Mediazona provided a detailed liveblog from the courtroom, capturing the legal arguments indicative of the broader issues surrounding prisoners’ rights within Russian penal institutions. This is a summary in English.
In December 2022, the administration of IK-6 (Penal Colony №6), where Alexei Navalny is serving his sentence, banned him from using prison jargon. This prohibition came with the threat of placing him in SHIZO, or solitary confinement, if he continued to use such terms.
When Navalny officially inquired about a list of these banned terms, the administration refused to provide one.

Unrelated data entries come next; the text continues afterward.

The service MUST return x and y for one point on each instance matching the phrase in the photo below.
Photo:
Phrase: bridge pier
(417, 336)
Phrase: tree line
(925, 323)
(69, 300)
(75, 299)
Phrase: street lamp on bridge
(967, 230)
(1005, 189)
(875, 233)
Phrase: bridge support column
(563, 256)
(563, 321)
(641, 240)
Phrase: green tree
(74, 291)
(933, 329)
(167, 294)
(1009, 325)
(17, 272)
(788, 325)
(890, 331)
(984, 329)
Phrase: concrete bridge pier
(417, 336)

He highlighted a contradiction: while everyone in his prison, including the staff of the Federal Penitentiary Service (FSIN), frequently uses this jargon, he seems to be the only one facing consequences for it.
Initially, FSIN officials claimed that there was no document containing such a list of words. However, they later acknowledged the existence of a reference document from the USSR era, dated 1983, which is still labeled “for official use only.” Navalny filed a court case.

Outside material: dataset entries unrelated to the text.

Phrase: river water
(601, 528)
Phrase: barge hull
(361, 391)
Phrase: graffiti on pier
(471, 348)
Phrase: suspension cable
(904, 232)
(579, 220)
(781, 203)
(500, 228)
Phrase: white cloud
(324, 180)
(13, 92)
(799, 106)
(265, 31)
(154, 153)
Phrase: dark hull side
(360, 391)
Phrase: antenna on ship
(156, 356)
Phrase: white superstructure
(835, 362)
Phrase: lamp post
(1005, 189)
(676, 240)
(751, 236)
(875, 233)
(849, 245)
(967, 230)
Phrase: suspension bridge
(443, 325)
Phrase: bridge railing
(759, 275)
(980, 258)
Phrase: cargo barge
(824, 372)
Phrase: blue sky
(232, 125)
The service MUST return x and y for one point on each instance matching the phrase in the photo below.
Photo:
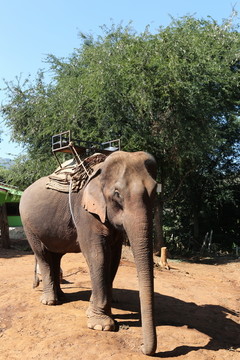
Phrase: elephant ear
(93, 200)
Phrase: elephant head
(121, 192)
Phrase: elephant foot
(48, 300)
(61, 296)
(100, 322)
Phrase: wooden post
(4, 227)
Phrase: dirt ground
(197, 312)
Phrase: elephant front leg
(99, 311)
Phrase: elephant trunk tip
(148, 350)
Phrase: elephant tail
(36, 280)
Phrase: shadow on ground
(211, 320)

During a hearing in a primary court located in Kovrov, in Vladimir region, Navalny shared that he was threatened with SHIZO for employing words like “balanda” (a common term for prison soup or gruel, used widely beyond penal institutions), “shkonka” (a bunk in a prison cell), “krysha” (literally “roof,” but in Russian slang it means “protection” or “patronage,” either by organised crime or corrupt officials), and “zek” (an inmate or prisoner).
Navalny demanded a full list of slang terms prohibited in the penal colony. The response was a denial of such a list’s existence. Yet, in court, a prison official admitted that there is indeed a “list” of sorts, compiled by the GUITU (Main Directorate of Correctional Labor Facilities), a Gulag-overseeing agency of the USSR’s Ministry of Internal Affairs in 1983.
This directory wasn’t provided to Navalny or the court, being designated “for official use only.”
Navalny was astonished at the secretive nature of a reference document and wrote, from his penal colony: “It’s so confidential that it can’t even be presented in court. Instead, I was given one of the most astonishing legal documents I’ve seen: a sheet of paper with the word ‘krysha’ listed on page 50 and ‘khata’ (literally “hut,” meaning cell) on page 95.” He vowed to contest in the Supreme Court for his right to use the term “krysha,” recalling that this document isn’t as confidential as portrayed. During his days as a law student, one of his criminology professors even used this collection as reference material in class.
Appearing in the Supreme Court via a video link from his prison, Navalny offered to envision a Supreme Court justice, wrapped in a bath towel, stepping out of a steam room and saying, “What a pleasure!” Such a statement would technically be a violation in prison, as the term for “pleasure”, “kayf,” is originally a slang reference to drug use, according to a Ministry of Justice’s list. However, Navalny emphasized that the word has integrated into everyday Russian language, with the majority of its use having no drug-related connotations.
Navalny then noted that words used by criminals have been adopted and normalised in professional spheres, like “sledak” (short for investigator) or “terpila” (victim). He explained that these terms, once rooted in criminality, have become commonplace jargon.
Navalny further critiqued the rationale behind his punishment for using slang associated with “criminal elements.” For him, he said, the entirety of the Russian government functions as a “criminal element,” citing former president Dmitry Medvedev’s comments on rampant corruption among officials. The notion of a “criminal environment” in Russia, Navalny continued, extends beyond just the underworld to encompass government officials and ruling party figureheads.
He then introduced another quote containing what could be considered “criminal” slang: “Our Western partners deceived us, or to put it simply—they scammed us.” The word for “scammed” in Russian is “kinuli” (literally “dropped”), and it has indeed a criminal background. “Who said this?” Navalny asked, promptly providing an answer: Vladimir Putin.
During the arguments in court, the Prosecutor General’s Office representative Stanislav Slobodin advised inmates to refrain from using terms “if they’re uncertain” about their permissibility.
The Supreme Court predictably sided with the officials.